Access to safe drinking water in schools in Kenya will soon be improved. This is thanks to a partnership that has recently been signed between National Bank, a financial institution owned by the Kenyan central bank, and Impact Water, a social enterprise specialising in the supply of water treatment systems. In Kenya, it wants to provide drinking water to 5,000 schools. The project is supported by the Kenyan Ministry of Education.
In schools, Impact Water installs systems that make it possible to make water drinkable using UV (ultraviolet) treatment and chlorine. The company offers Aquatab technology that enables “much faster processing”. The agreement between National Bank and Impact Water now stipulates that the bank will provide financing, distribution and, more broadly, logistics.
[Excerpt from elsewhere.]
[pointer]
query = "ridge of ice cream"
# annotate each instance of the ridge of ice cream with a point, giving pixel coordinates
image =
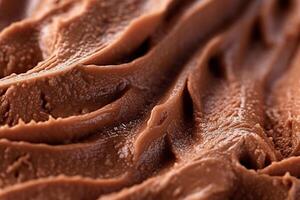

National Bank will only act in schools that have opened an account at it. “Water scarcity affects more than 40% of the world’s population, and this figure is expected to increase. In Kenya, we want to have an impact on people’s lives, and we strongly believe that access to safe drinking water and sanitation can solve many of the problems related to community empowerment,” said Wilfred Musau, National Bank’s Managing Director after signing the partnership with Impact Water.
The alliance is expected to benefit 4 million students in 36 counties of Kenya. Impact Water is not in its infancy in this East African country. The company already provides drinking water to 4,000 schools, serving more than 2 million students. Although the project to supply drinking water systems ends on December 31, 2019, the two partners plan to continue their collaboration.
Following its momentum, National Bank plans to grant micro-credits to schools that will open an account in 2019, or at the beginning of 2020. A bank branch should also provide replacement cartridges for Impact Water’s drinking water systems. The company also operates in Uganda and Nigeria.